CPU Inference Performance: Qwen3.6 35B A3B Q4_K_M on Intel Core Ultra 7 165H (AVX2, 64GB RAM) Yields 10 tps in Non-Thinking Mode
English summary
A Reddit user with an Intel Core Ultra 7 165H (AVX2, no AVX512) and 64GB RAM tested Qwen3.6 35B A3B Q4_K_M using standard llama.cpp for CPU inference. They observed approximately 10 tokens per second (tps) in non-thinking mode, which they considered usable, but performance in thinking mode was not usable. The user is seeking recommendations for other models, quantizations, or llama.cpp versions that might better leverage the high RAM but limited compute/bandwidth of their massive MoE setup.
Chinese summary
一位Reddit用户使用Intel Core Ultra 7 165H(AVX2,无AVX512)和64GB内存,通过标准llama.cpp测试了Qwen3.6 35B A3B Q4_K_M的CPU推理。在非思考模式下获得约10 tps,用户认为可用,但思考模式性能不可接受。该用户正在寻求其他模型、量化或llama.cpp版本的建议,以更好地利用其高内存但有限计算/带宽的庞大MoE配置。
Key points
Hardware: Intel Core Ultra 7 165H, AVX2 support, 64GB RAM, no AVX512.

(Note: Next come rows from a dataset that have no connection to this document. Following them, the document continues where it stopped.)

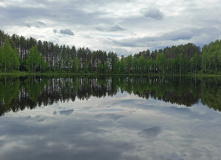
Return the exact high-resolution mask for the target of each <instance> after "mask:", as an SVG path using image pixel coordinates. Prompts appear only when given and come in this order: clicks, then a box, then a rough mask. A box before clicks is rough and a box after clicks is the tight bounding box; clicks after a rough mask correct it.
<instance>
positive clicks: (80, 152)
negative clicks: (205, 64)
mask: <svg viewBox="0 0 221 160" xmlns="http://www.w3.org/2000/svg"><path fill="white" fill-rule="evenodd" d="M220 111H221V79H220V78H196V77H120V76H114V77H96V78H95V77H67V78H56V77H50V78H48V77H20V78H12V77H1V78H0V159H1V160H13V159H16V160H30V159H40V160H46V159H53V160H60V159H67V160H68V159H76V160H147V159H148V160H167V159H168V160H193V159H194V160H196V159H199V160H220V159H221V152H220V148H221V143H220V142H221V134H220V133H221V113H220Z"/></svg>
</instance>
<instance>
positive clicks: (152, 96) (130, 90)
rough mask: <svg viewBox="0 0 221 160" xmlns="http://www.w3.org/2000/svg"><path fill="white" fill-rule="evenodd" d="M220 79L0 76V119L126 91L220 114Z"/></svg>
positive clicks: (154, 76) (214, 78)
mask: <svg viewBox="0 0 221 160" xmlns="http://www.w3.org/2000/svg"><path fill="white" fill-rule="evenodd" d="M220 87H221V81H220V78H201V79H197V78H196V77H178V76H175V77H173V76H167V77H164V76H162V77H160V76H151V77H137V76H130V77H127V76H112V77H105V76H102V77H99V78H95V77H71V78H70V77H69V78H56V77H51V78H42V77H35V78H32V77H31V76H29V77H19V78H12V77H11V78H10V77H8V78H7V77H4V78H1V77H0V90H1V92H0V116H1V115H4V113H7V112H9V111H14V112H16V111H20V110H24V109H25V108H30V109H34V108H35V107H37V106H47V105H52V104H54V103H57V102H59V101H61V102H66V101H75V100H76V99H80V100H88V99H90V98H91V97H105V96H114V95H116V94H117V93H118V91H121V92H122V93H123V92H125V91H126V92H128V93H129V94H134V95H137V96H139V97H142V98H144V99H149V98H154V99H160V100H163V101H165V102H170V103H176V104H183V105H185V106H188V107H191V106H192V105H194V104H196V103H198V102H199V99H200V100H201V102H202V103H203V104H204V105H207V106H208V107H210V108H213V109H214V110H219V111H220V112H221V106H220V104H221V88H220Z"/></svg>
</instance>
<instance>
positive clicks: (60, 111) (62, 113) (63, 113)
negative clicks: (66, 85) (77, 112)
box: [60, 109, 74, 116]
mask: <svg viewBox="0 0 221 160" xmlns="http://www.w3.org/2000/svg"><path fill="white" fill-rule="evenodd" d="M73 112H74V110H73V109H70V110H66V111H60V114H61V115H62V114H63V115H66V116H69V115H70V114H71V113H73Z"/></svg>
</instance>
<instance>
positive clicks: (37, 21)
mask: <svg viewBox="0 0 221 160" xmlns="http://www.w3.org/2000/svg"><path fill="white" fill-rule="evenodd" d="M25 26H27V27H28V28H31V27H32V26H34V27H36V28H44V27H46V24H45V23H44V22H41V21H37V22H30V23H25Z"/></svg>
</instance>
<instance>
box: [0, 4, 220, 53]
mask: <svg viewBox="0 0 221 160" xmlns="http://www.w3.org/2000/svg"><path fill="white" fill-rule="evenodd" d="M220 16H221V2H220V0H154V1H153V0H0V30H3V31H4V32H5V33H8V34H10V35H12V34H13V33H16V34H18V35H23V36H25V37H27V38H28V37H30V36H31V37H34V38H36V39H37V40H47V41H51V42H54V43H58V44H59V45H63V44H66V45H69V46H73V45H74V46H76V47H77V48H78V47H89V48H90V49H92V50H97V49H100V50H105V51H115V52H116V53H117V54H118V55H122V54H124V55H128V54H133V53H137V52H139V51H143V50H146V49H150V50H155V49H160V48H164V47H166V46H172V45H179V44H186V43H189V42H191V43H194V44H196V45H199V46H203V45H204V44H207V43H209V42H211V41H215V40H216V39H221V18H220Z"/></svg>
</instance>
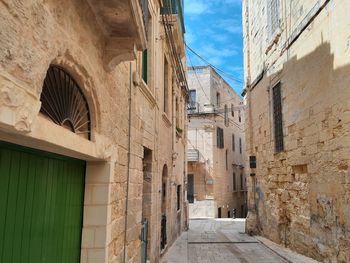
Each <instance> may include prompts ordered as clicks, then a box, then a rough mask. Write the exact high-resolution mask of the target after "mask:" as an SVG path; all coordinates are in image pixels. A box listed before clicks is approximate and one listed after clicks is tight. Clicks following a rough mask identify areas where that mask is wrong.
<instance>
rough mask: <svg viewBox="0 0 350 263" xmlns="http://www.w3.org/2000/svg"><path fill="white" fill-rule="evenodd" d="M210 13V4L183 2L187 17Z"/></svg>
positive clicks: (204, 2) (199, 0)
mask: <svg viewBox="0 0 350 263" xmlns="http://www.w3.org/2000/svg"><path fill="white" fill-rule="evenodd" d="M209 12H210V2H208V1H201V0H185V13H186V14H187V15H201V14H204V13H209Z"/></svg>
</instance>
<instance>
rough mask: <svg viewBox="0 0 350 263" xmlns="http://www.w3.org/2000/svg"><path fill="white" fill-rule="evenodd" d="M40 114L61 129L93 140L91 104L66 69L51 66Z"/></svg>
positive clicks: (46, 85)
mask: <svg viewBox="0 0 350 263" xmlns="http://www.w3.org/2000/svg"><path fill="white" fill-rule="evenodd" d="M40 101H41V109H40V112H41V113H42V114H43V115H44V116H46V117H48V118H49V119H51V120H52V121H53V122H54V123H56V124H58V125H59V126H61V127H64V128H67V129H68V130H70V131H72V132H74V133H76V134H78V135H80V136H82V137H84V138H86V139H89V140H90V139H91V118H90V108H89V104H88V102H87V100H86V98H85V95H84V94H83V92H82V90H81V88H80V86H79V85H78V83H77V82H76V81H75V79H74V78H73V77H72V76H71V74H69V72H67V71H66V70H65V69H64V68H62V67H61V66H57V65H50V67H49V69H48V70H47V73H46V76H45V79H44V84H43V88H42V92H41V96H40Z"/></svg>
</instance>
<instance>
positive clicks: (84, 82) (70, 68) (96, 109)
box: [40, 51, 101, 142]
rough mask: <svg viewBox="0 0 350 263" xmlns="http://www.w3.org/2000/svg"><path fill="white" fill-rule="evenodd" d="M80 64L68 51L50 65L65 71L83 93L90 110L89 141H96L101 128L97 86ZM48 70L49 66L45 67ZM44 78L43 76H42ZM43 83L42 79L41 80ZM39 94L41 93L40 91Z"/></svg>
mask: <svg viewBox="0 0 350 263" xmlns="http://www.w3.org/2000/svg"><path fill="white" fill-rule="evenodd" d="M82 64H83V63H82V62H78V61H77V59H75V58H73V55H72V54H70V53H69V52H68V51H67V52H65V53H64V54H63V55H59V56H57V57H55V58H54V59H53V60H52V61H51V63H50V65H56V66H60V67H62V68H63V69H64V70H66V71H67V72H68V73H69V74H70V75H71V76H72V77H73V78H74V80H75V81H76V82H77V84H78V85H79V87H80V88H81V91H82V92H83V94H84V96H85V98H86V100H87V102H88V105H89V110H90V118H91V139H90V140H91V141H93V142H95V141H96V136H95V135H96V133H99V131H100V127H101V118H100V112H101V110H100V102H99V99H98V93H97V90H96V87H97V86H98V84H97V83H96V80H94V78H93V76H92V74H90V70H88V69H87V67H85V66H84V65H82ZM47 68H49V66H48V67H47ZM44 78H45V76H44ZM43 82H44V79H43ZM40 92H41V91H40Z"/></svg>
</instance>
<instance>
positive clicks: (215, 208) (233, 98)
mask: <svg viewBox="0 0 350 263" xmlns="http://www.w3.org/2000/svg"><path fill="white" fill-rule="evenodd" d="M188 82H189V87H190V89H192V90H196V102H195V105H196V109H195V110H194V111H190V112H189V115H188V116H189V117H188V118H189V129H188V138H189V145H188V147H189V148H193V149H197V150H198V152H199V160H198V161H197V162H191V163H189V165H188V171H189V173H191V174H193V175H194V190H195V203H194V204H193V205H192V204H191V206H192V207H191V210H190V212H191V211H193V212H196V213H195V214H194V215H196V216H197V217H198V216H200V215H201V214H202V216H201V217H205V216H206V215H207V213H200V212H201V211H203V209H201V206H206V205H207V203H208V202H209V203H210V204H212V205H211V206H210V208H211V209H215V211H211V212H210V213H209V214H210V215H213V216H215V217H217V216H218V208H219V207H221V216H222V217H228V216H230V217H232V216H233V213H232V210H233V209H235V210H236V215H237V212H238V214H239V215H242V213H241V210H244V209H245V201H246V200H245V198H246V186H245V172H244V170H243V164H244V159H245V151H244V145H245V137H244V108H243V107H242V101H241V99H240V97H239V96H238V95H237V94H236V93H235V92H234V91H233V89H232V88H231V87H230V86H229V85H228V84H227V83H226V82H225V81H224V80H223V79H222V77H221V76H219V75H218V74H217V73H216V72H215V71H214V70H213V69H212V68H210V67H195V68H194V69H192V68H191V69H190V71H189V76H188ZM217 93H219V94H220V102H219V105H218V104H217ZM225 107H226V108H227V117H228V118H227V120H228V121H227V123H226V124H225ZM232 110H233V111H232ZM239 116H241V118H239ZM217 127H220V128H222V129H223V130H224V147H223V148H218V147H217ZM232 135H234V144H235V147H234V149H233V145H232V139H233V136H232ZM240 139H241V143H242V152H240V150H239V140H240ZM226 155H227V164H226ZM233 173H236V185H237V188H236V189H234V187H233V185H234V183H233ZM240 173H242V181H243V189H240V179H241V178H240ZM196 202H203V205H202V204H198V207H197V208H196V209H195V207H196ZM242 205H243V209H242ZM229 211H230V215H229ZM194 215H193V216H194ZM191 216H192V215H191V214H190V217H191Z"/></svg>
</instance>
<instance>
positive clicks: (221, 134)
mask: <svg viewBox="0 0 350 263" xmlns="http://www.w3.org/2000/svg"><path fill="white" fill-rule="evenodd" d="M216 139H217V147H218V148H220V149H223V148H224V130H223V129H222V128H220V127H217V129H216Z"/></svg>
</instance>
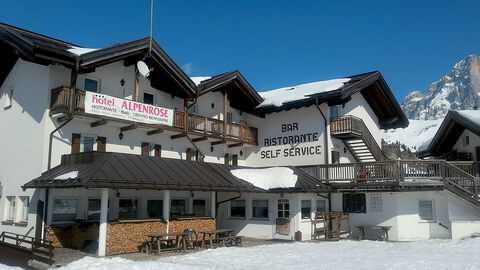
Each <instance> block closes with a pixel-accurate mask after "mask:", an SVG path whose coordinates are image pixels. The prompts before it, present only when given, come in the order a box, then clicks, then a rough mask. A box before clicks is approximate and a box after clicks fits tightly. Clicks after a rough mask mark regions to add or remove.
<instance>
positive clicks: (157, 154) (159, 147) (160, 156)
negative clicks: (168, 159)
mask: <svg viewBox="0 0 480 270" xmlns="http://www.w3.org/2000/svg"><path fill="white" fill-rule="evenodd" d="M155 156H156V157H162V145H160V144H155Z"/></svg>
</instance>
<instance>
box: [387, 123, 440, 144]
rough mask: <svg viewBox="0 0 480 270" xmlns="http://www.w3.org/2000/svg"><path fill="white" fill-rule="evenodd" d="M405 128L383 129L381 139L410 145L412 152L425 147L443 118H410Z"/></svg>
mask: <svg viewBox="0 0 480 270" xmlns="http://www.w3.org/2000/svg"><path fill="white" fill-rule="evenodd" d="M408 121H410V124H409V125H408V127H406V128H397V129H389V130H384V131H383V132H382V139H383V140H384V141H385V142H387V143H396V142H400V143H403V144H405V145H406V146H408V147H410V149H411V150H412V152H415V151H418V150H422V149H423V148H426V147H427V146H428V144H429V143H430V141H431V140H432V139H433V137H434V136H435V133H436V132H437V130H438V128H439V127H440V125H441V124H442V121H443V118H440V119H437V120H412V119H409V120H408Z"/></svg>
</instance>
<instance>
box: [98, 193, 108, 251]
mask: <svg viewBox="0 0 480 270" xmlns="http://www.w3.org/2000/svg"><path fill="white" fill-rule="evenodd" d="M107 217H108V188H102V197H101V200H100V227H99V229H98V256H100V257H103V256H105V250H106V247H107Z"/></svg>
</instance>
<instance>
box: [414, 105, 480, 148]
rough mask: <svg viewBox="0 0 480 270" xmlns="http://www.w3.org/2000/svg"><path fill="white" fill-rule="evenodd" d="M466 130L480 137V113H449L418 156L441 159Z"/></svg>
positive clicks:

硬件:Intel Core Ultra 7 165H,支持AVX2,64GB内存,无AVX512。
Model tested: Qwen3.6 35B A3B (Mixture-of-Experts) with Q4_K_M quantization.
测试模型:Qwen3.6 35B A3B(混合专家模型),采用Q4_K_M量化。
Inference engine: standard llama.cpp, yielding ~10 tps in non-thinking mode, but unusable in thinking mode.
推理引擎:标准llama.cpp,非思考模式约10 tps,思考模式不可用。
User seeks better model/quants/forks for CPU inference on high-RAM, low-bandwidth systems.
用户寻求在高内存、低带宽系统上更优的CPU推理模型、量化或分支。